Should we narrow this weeks projects down to three to ensure we all work on something the same? I vote for axe, hot rocks, and animal trap!

Oh, definitely. Being able to learn something from scratch (or close to) by trial and error and is a good ability to have (both for general confidence and for when things go seriously south), but I’m not convinced that it’s 100% preferrable either. It is true that you may be able to learn the topic/skill/whatever better that way, but it’s been my experience that you’re just as likely to develop bad habits or inefficiencies that way as well (this is compounded if you’re working alone, btw). Like I said, starting with the conventional and/or traditional, then branching out (or, if the conventional/traditional doesn’t work for you, then it’s time to break out the hardcore troubleshooting/“trial by error” methods…). Generally speaking, this is a much faster way of “bootstrapping” and you can always break out the “big guns” for improving from there…

Sounds good to me!

I made a wiki page for the pumpdrill that will give you further insight into my trials and tribulations. Now you will understand what inspired my initial rant!
http://www.rewild.info/fieldguide/index.php?title=Project_Failure:_Pump_Drill
Scout and Rix and everyone, feel free to edit for format, and linkage and there are probably typos and nothing is spell checked.

Nice work, Penny!

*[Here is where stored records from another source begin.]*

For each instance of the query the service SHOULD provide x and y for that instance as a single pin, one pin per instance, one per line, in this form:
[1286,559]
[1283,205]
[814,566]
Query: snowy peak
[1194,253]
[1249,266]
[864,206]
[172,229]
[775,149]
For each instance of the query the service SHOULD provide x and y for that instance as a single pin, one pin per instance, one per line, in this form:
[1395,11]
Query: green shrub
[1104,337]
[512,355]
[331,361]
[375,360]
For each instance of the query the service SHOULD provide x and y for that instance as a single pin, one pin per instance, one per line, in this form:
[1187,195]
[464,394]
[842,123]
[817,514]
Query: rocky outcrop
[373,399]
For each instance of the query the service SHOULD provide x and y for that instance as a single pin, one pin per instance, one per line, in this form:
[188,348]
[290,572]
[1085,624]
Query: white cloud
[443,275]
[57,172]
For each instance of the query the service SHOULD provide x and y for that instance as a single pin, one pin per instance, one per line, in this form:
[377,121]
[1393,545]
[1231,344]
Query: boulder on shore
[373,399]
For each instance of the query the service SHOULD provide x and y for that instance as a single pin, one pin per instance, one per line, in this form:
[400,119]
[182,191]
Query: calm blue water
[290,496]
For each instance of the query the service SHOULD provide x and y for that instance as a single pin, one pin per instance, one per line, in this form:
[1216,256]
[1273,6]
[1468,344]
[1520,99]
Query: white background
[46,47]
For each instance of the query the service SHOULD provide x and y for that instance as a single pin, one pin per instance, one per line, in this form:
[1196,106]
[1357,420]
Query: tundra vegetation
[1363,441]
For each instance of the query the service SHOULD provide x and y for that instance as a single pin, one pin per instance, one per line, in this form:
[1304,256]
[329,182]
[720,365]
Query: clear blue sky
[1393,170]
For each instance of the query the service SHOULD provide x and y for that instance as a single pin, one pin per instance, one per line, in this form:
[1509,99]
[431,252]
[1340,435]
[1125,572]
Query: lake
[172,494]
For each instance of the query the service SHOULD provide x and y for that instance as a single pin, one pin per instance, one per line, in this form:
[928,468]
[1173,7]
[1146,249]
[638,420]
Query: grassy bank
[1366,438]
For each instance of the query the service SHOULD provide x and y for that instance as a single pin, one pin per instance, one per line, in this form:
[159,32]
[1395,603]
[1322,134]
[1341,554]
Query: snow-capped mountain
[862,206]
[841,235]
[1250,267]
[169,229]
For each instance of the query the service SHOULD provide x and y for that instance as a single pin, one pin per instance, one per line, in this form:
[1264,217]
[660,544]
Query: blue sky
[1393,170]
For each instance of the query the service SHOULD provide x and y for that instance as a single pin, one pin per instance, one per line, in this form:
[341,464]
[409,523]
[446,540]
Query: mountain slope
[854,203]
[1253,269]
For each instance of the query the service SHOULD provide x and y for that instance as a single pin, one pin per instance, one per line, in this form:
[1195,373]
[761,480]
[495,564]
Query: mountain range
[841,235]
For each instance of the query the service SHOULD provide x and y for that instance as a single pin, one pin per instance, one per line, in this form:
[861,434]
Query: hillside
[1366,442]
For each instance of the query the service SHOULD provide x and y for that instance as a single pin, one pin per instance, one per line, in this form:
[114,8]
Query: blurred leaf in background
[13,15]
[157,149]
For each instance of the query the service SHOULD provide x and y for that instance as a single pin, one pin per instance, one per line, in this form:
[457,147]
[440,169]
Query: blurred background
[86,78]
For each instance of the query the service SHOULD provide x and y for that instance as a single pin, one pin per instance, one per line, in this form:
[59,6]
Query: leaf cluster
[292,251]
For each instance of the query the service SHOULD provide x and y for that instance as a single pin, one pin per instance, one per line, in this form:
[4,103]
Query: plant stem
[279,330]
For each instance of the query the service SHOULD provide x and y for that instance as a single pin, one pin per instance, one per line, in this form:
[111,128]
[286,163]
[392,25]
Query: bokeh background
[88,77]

It seems like you learned as much about modern tools as you did about primitive ones.

Your struggle has been really inspiring. Once I finish making some yucca cordage (my current project), I may take up the pump drill challenge.

I reformatted your pics and put in some paragraph breaks and links.

Looks good Rix.

Holy crap. I spent all day yesterday watching Mr. Show clips on the internet and then slept until 2:00 today. Not sure when I went to bed but it was definitely over 12 hours before. So now I’m going to get it together and head outside to fail at making a Paiute squirrel trap. Anyone else started an FFC project?